The noise level on the sea is constantly increasing. This has an impact not only on marine life and their environment, but also on the people who live or work in the port areas, as well as on the crew and passengers on board. For this reason, Vancouver has the EcoAction Program since 2017, which promotes ships with low noise emissions. Another project dedicated to the development of noise control measures is the NEPTUNES Project, which was established in 8 European ports, including Hamburg, as well as Canada and Australia. The goal of this project is to create standardized measurement protocols for determining noise emissions, which will enable classification and evaluation.
A large part of the noise emissions is caused by cavitation at the propeller. Below the critical speed of a ship at which cavitation starts, the noise is mainly carried out of the engine compartment by structure-borne noise. With Geislinger products, a reduction of the structure-borne noise is possible.
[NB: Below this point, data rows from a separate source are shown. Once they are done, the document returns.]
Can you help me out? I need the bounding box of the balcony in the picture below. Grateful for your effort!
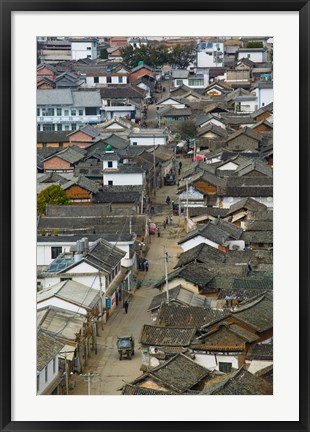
[37,114,102,124]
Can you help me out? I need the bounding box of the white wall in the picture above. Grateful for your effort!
[180,235,219,252]
[221,196,273,209]
[252,87,273,108]
[37,297,88,315]
[237,51,266,62]
[129,136,167,146]
[86,75,127,86]
[103,172,144,186]
[239,99,258,113]
[37,356,60,395]
[197,43,224,67]
[193,353,239,371]
[71,41,97,60]
[103,159,118,169]
[37,244,72,266]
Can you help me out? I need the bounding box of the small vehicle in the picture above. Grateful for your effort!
[164,174,176,186]
[117,336,135,360]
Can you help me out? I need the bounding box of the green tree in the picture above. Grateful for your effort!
[120,44,172,69]
[37,184,71,215]
[173,120,196,142]
[99,48,108,59]
[170,42,197,69]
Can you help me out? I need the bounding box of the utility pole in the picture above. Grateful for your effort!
[186,180,189,233]
[98,271,104,330]
[153,136,156,197]
[164,248,169,302]
[80,372,99,396]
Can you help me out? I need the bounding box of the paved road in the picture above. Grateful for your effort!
[70,155,192,395]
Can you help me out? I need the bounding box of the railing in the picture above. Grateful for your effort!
[37,115,102,123]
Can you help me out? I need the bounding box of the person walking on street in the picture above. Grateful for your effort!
[157,228,160,237]
[170,216,173,225]
[163,220,166,229]
[166,216,169,225]
[145,260,149,272]
[124,300,129,314]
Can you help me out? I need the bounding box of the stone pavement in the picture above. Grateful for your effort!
[70,218,184,395]
[69,155,192,395]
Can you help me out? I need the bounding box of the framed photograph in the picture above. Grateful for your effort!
[2,0,309,430]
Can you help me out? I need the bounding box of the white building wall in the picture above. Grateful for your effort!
[103,172,144,186]
[239,99,258,113]
[197,43,224,67]
[37,357,59,395]
[193,353,239,370]
[180,235,219,252]
[253,88,273,108]
[237,51,266,62]
[71,41,97,61]
[37,297,88,315]
[221,196,273,208]
[129,136,166,146]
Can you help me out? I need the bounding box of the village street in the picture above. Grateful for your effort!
[70,171,188,395]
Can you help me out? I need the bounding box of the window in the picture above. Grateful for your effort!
[87,47,91,50]
[45,366,48,383]
[42,107,54,116]
[247,54,251,58]
[64,125,70,130]
[219,362,232,373]
[176,79,183,86]
[188,79,204,86]
[64,109,69,116]
[71,109,76,116]
[108,161,113,168]
[118,76,123,83]
[43,124,55,131]
[107,76,112,83]
[78,109,83,116]
[87,55,91,59]
[85,107,97,115]
[132,141,137,146]
[108,180,113,186]
[37,108,40,116]
[56,108,62,116]
[51,247,62,259]
[94,77,99,83]
[57,124,62,131]
[53,358,56,374]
For optimum reduction of the transfer function, a combination of the torsionally flexible steel spring coupling and the fiber composite misalignment couplings of the Gesilco® series is recommended. This allows a broadband influence on the transmission path, as well as a large displacement potential in axial, radial and rotational directions.
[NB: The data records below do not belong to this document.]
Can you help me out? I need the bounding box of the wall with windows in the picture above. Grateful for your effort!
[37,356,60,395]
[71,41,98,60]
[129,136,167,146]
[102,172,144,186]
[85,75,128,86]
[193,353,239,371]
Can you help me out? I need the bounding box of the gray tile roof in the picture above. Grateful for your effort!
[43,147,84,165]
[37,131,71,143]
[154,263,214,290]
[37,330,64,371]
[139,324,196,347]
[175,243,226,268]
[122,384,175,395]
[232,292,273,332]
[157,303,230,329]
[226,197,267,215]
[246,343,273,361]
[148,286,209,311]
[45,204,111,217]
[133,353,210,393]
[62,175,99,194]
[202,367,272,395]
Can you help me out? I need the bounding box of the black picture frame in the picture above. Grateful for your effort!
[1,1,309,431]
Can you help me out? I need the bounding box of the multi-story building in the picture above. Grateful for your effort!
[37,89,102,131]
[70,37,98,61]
With two unique test rigs, Geislinger is able to measure and evaluate the customized couplings. By adding force sensors, it is now possible to determine the impedance or dynamic stiffness of the components in the test rigs in addition to the transmission loss measurement of the acceleration. The dynamic stiffness reflects the characteristic properties of the respective coupling.
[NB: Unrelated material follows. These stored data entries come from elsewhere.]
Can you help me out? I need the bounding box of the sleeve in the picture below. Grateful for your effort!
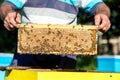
[3,0,26,9]
[80,0,105,16]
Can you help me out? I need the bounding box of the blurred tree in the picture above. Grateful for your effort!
[103,0,120,37]
[0,19,17,53]
[100,0,120,55]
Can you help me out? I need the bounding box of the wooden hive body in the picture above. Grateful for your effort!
[17,24,97,55]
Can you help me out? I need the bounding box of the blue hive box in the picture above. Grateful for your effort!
[0,53,13,80]
[97,55,120,72]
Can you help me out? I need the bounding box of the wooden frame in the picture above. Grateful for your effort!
[17,24,97,55]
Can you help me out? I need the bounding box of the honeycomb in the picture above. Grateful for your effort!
[17,24,97,55]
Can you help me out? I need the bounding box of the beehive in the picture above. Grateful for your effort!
[17,24,97,55]
[6,69,120,80]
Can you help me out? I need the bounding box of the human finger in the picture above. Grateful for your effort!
[16,13,21,23]
[4,20,15,31]
[3,11,18,30]
[94,15,101,26]
[99,15,111,32]
[15,13,22,28]
[8,12,19,28]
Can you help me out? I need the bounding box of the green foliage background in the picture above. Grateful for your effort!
[0,0,120,70]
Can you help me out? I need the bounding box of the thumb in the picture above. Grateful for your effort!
[16,13,21,24]
[94,15,101,26]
The current procedure includes in-house measurement and, if desired, measurement in the installed condition at the customer's site. Since a laser vibrometer is offered in addition to the transmission loss, a long measurement time at constant excitation is necessary. To shorten the measurement time, the acoustic properties should be precisely predicted by simulation.
Geislinger simulation model are constantly improved to simulate the modal analysis and harmonic analysis in such a way that the natural frequencies and transfer functions can be predicted with high accuracy and reproduced in subsequent measurements. In this context, a workflow has been worked out, which is now being tested on one product and will be extended to other Gesilco® products in the future.